The legislative history indicates that the term should be interpreted in the same way as the term faits (deeds) in Article 367 of the Code pénal. The Code pénal contained a further specification of acts that could harm someone's reputation. These concerned acts that exposed the offended to "corporal or correctional prosecution" or "the contempt and hatred of citizens". In current law, this twofold distinction still applies. An accusation only constitutes a specific fact, and thus defamation, if the defamed is accused of a crime, or if the accusation concerns an act that is considered morally reprehensible in society. Due to this equalization, the jurisprudence relating to the old faits-jurisprudence is still relevant.

Not only the fact itself, but also the specificity of the fact is subject to requirements. According to the Supreme Court, there is a specific fact if "the fact has been accused by the person concerned in such a way that it indicates a clearly identifiable concrete act". The accusation must be made in such a way that it is not only clear what kind of act the defamed person has committed, but also which precise act is intended, the so-called faits précis.

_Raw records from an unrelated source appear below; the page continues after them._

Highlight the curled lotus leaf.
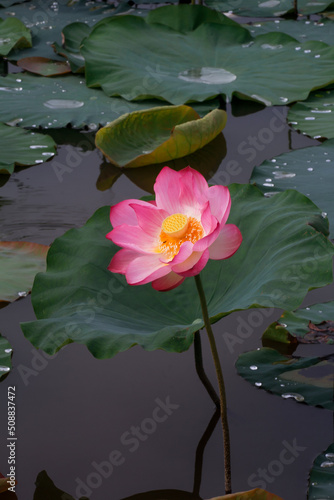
[96,106,227,168]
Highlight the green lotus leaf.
[248,19,334,45]
[0,123,56,174]
[53,22,91,73]
[0,0,121,60]
[0,241,49,307]
[0,74,219,130]
[96,106,227,168]
[236,347,334,410]
[81,5,334,105]
[307,444,334,500]
[288,87,334,139]
[22,184,334,358]
[205,0,333,17]
[250,139,334,238]
[0,17,32,56]
[262,302,334,344]
[17,57,71,76]
[210,488,283,500]
[0,335,13,380]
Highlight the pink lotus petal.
[194,219,221,252]
[107,224,158,253]
[201,202,217,235]
[152,271,185,292]
[210,224,242,260]
[110,199,151,228]
[208,186,231,225]
[125,254,170,285]
[130,203,168,238]
[154,167,181,215]
[172,248,210,278]
[108,248,138,274]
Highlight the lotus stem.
[195,274,232,495]
[194,331,220,409]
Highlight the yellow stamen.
[162,214,189,238]
[156,214,204,260]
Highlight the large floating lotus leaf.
[96,105,227,168]
[262,302,334,344]
[17,57,71,76]
[250,139,334,238]
[81,10,334,105]
[210,488,283,500]
[53,23,91,73]
[307,444,334,500]
[0,0,121,60]
[245,19,334,45]
[288,88,334,139]
[0,18,32,56]
[0,74,180,129]
[0,123,56,174]
[236,347,334,410]
[0,335,13,380]
[22,184,334,358]
[205,0,333,17]
[0,241,49,307]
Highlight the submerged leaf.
[262,302,334,344]
[0,123,56,174]
[0,241,49,307]
[288,88,334,139]
[0,74,218,130]
[236,347,334,410]
[22,185,334,358]
[307,444,334,500]
[0,17,32,56]
[0,334,13,380]
[210,488,283,500]
[206,0,333,17]
[96,106,227,168]
[17,57,71,76]
[250,139,334,238]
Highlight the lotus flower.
[107,167,242,291]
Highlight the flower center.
[157,214,204,259]
[162,214,189,238]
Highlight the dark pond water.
[0,102,334,500]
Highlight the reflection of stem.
[194,331,220,409]
[193,408,220,497]
[195,274,232,495]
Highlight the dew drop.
[320,461,334,468]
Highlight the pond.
[0,1,334,500]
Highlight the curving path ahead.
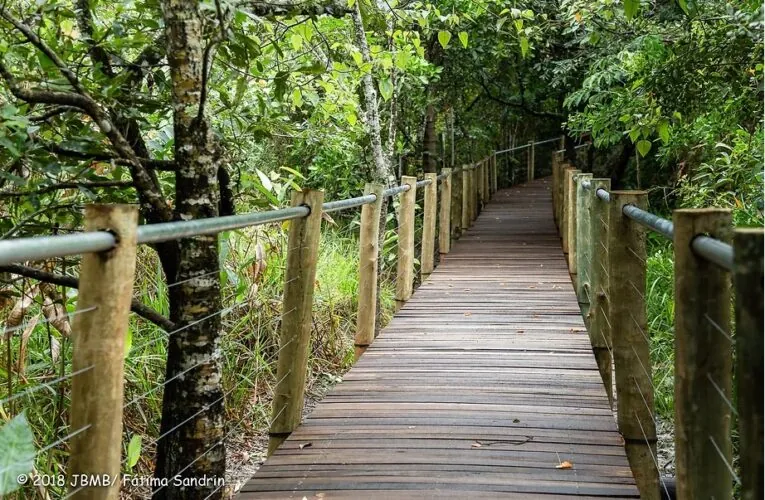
[239,179,638,499]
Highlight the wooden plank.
[240,178,638,498]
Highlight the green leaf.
[290,34,303,50]
[438,31,452,48]
[520,36,529,57]
[457,31,467,48]
[656,120,669,144]
[624,0,640,20]
[637,140,651,156]
[292,88,303,108]
[377,78,393,101]
[127,434,141,469]
[0,412,37,496]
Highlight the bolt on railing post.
[396,175,417,311]
[354,183,385,359]
[733,228,765,500]
[67,205,138,499]
[608,191,659,499]
[589,179,614,407]
[438,168,452,255]
[563,169,581,274]
[268,189,324,456]
[673,209,736,500]
[420,173,438,281]
[460,165,472,233]
[574,174,595,331]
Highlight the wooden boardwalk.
[240,179,638,499]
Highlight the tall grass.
[0,224,393,498]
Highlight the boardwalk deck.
[240,179,638,499]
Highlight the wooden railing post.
[420,173,438,281]
[589,179,614,407]
[68,205,138,500]
[268,189,324,455]
[396,175,417,311]
[733,228,765,500]
[563,169,581,274]
[483,155,491,201]
[608,191,659,499]
[574,174,594,324]
[676,209,736,500]
[354,183,384,359]
[526,140,534,182]
[438,168,452,255]
[475,160,486,212]
[460,165,472,233]
[470,163,478,226]
[491,153,497,193]
[555,162,573,236]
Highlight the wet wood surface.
[239,179,638,499]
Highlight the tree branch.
[241,0,353,17]
[42,144,176,172]
[478,78,566,119]
[0,264,175,332]
[0,181,133,198]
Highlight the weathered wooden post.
[460,165,472,233]
[589,179,614,407]
[526,140,534,182]
[483,155,491,201]
[563,169,581,274]
[608,191,659,499]
[491,152,497,193]
[676,209,736,500]
[470,163,478,226]
[268,189,324,455]
[68,205,138,500]
[438,168,452,255]
[733,228,765,500]
[396,175,417,311]
[475,160,486,212]
[420,173,438,281]
[574,174,594,324]
[354,183,384,359]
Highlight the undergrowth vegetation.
[0,226,393,498]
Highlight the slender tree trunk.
[154,0,226,499]
[351,2,394,335]
[422,104,437,173]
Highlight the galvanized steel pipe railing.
[0,171,454,266]
[582,181,733,271]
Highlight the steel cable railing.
[582,180,733,271]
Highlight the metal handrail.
[582,184,733,271]
[0,172,448,266]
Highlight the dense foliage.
[0,0,765,498]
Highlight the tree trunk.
[154,0,226,499]
[422,104,437,173]
[351,2,393,335]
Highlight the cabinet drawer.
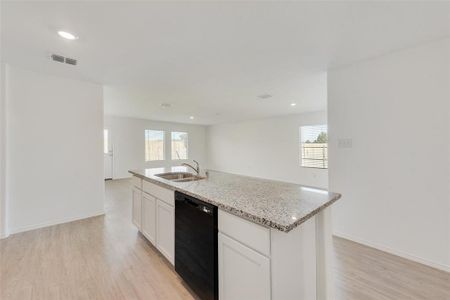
[131,176,142,190]
[143,180,175,206]
[218,210,270,256]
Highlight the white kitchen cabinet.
[131,186,142,230]
[141,193,157,246]
[156,199,175,265]
[219,233,271,300]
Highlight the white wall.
[328,39,450,271]
[207,111,328,188]
[0,62,6,238]
[6,66,104,233]
[104,116,206,179]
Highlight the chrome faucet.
[181,159,200,175]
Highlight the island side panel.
[315,207,334,300]
[271,217,318,300]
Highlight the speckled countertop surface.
[129,167,341,232]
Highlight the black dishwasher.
[175,192,219,300]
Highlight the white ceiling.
[1,1,450,124]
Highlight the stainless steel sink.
[155,172,205,182]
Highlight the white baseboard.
[333,232,450,273]
[5,210,105,237]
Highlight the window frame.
[298,124,329,170]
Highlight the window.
[172,132,188,159]
[103,129,109,154]
[145,129,164,161]
[300,125,328,169]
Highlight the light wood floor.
[0,180,450,300]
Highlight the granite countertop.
[129,167,341,232]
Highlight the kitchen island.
[130,167,340,300]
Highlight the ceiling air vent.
[52,54,64,63]
[66,57,77,66]
[51,54,77,66]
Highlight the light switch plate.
[338,138,353,148]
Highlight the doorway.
[103,128,113,180]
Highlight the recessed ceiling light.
[58,30,78,40]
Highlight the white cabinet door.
[219,233,271,300]
[156,199,175,265]
[131,187,142,230]
[141,193,156,246]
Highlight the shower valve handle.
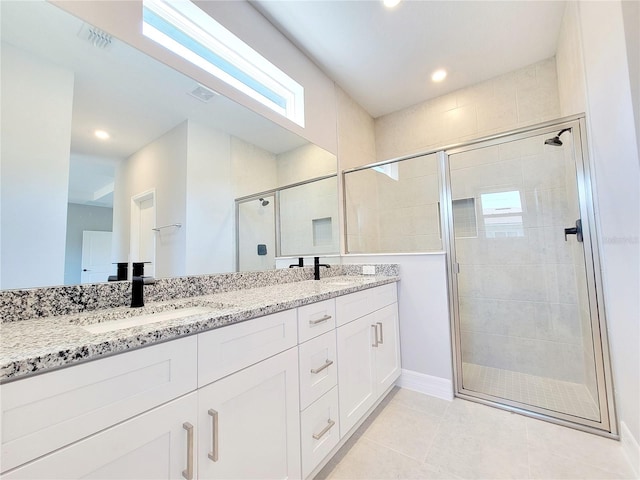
[564,219,582,242]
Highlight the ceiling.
[0,0,307,206]
[251,0,565,118]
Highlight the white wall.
[113,121,188,278]
[578,1,640,445]
[231,137,278,198]
[343,253,453,381]
[280,177,340,256]
[276,143,337,186]
[622,1,640,159]
[0,43,74,289]
[338,83,453,394]
[52,0,337,153]
[184,121,235,275]
[556,2,587,117]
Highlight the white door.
[2,393,198,480]
[80,230,114,283]
[374,303,400,396]
[337,314,377,437]
[198,348,300,479]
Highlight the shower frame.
[438,115,619,438]
[341,114,619,439]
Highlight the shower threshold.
[462,363,600,421]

However, the jurisprudence concerning what does and does not constitute an accusation of a concrete act is strongly case-specific. In any case, it is not the case if someone is merely attributed a certain characteristic. Nor is there a specific fact if the accusation is made in general terms. However, the accusation does not need to precisely state where and when the acts would have taken place. It is also not necessary for the defamed person to be mentioned by name. It is sufficient if the words allow the conclusion that the defamed person is intended in the accusation. This means that not only a direct accusation constitutes defamation, but that, for example, an interrogative form or indirect accusation is already sufficient for defamation.